In conclusion, this article theoretically suggested a promising candidate for high-performance permanent magnets and significantly contributed to the researchers involved in the development of permanent magnets. For these reasons, we conclude that this article deserves the Outstanding Paper Award of the Physical Society of Japan.
Can we explain AMS-02 antiproton and positron excesses simultaneously by nearby supernovae without pulsars or dark matter? Prog. Theor. Exp. Phys. 2016, 021E01 (2016) Authors: Kazunori Kohri, Kunihito Ioka, Yutaka Fujita, and Ryo Yamazaki
In recent observations of cosmic rays, it has been reported that the anti-particle to particle ratio does not agree with that of the theoretical predictions. That is, clear excesses have been discovered in the fluxes of cosmic-ray positrons and antiprotons, compared to the predictions of standard astrophysical models. In addition to the many theoretical models that have been proposed to explain these excesses by groups in both the astrophysics and particle physics communities, the authors of this paper proposed a new theory of nearby old supernova remnants (SNRs), in which high-energy protons were accelerated to be the source for productions of both the observed positrons and antiprotons. They assumed that the SNRs were born approximately a hundred thousand years ago in molecular clouds located at around one hundred parsec from the solar system. The high-energy protons can scatter off background protons hadronically in the molecular clouds, producing both positrons and antiproton through a hadronic shower process involving scatterings and decays.
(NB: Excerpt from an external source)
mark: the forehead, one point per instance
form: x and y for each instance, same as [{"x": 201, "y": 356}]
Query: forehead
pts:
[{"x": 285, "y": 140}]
Near the solar system, we observe astronomically diffuse objects, which could be interpreted to be a mark of such old SNRs, and the authors also proposed a method to test their theory by observing anisotropy in direction for their propagation from sources in the future. It is impressive that their theoretical prediction of a possible antiproton excess reported in their earlier paper in 2009 agrees with the value observed in 2015 by the experiment module AMS-02 mounted on the International Space Station. This paper added additional physical interpretation of the observational data and theoretical discussion, making the entire work enormously influential in astrophysics and related fields, including particle physics. For these reasons, we conclude that this paper deserves the Outstanding Paper Award of the Physical Society of Japan.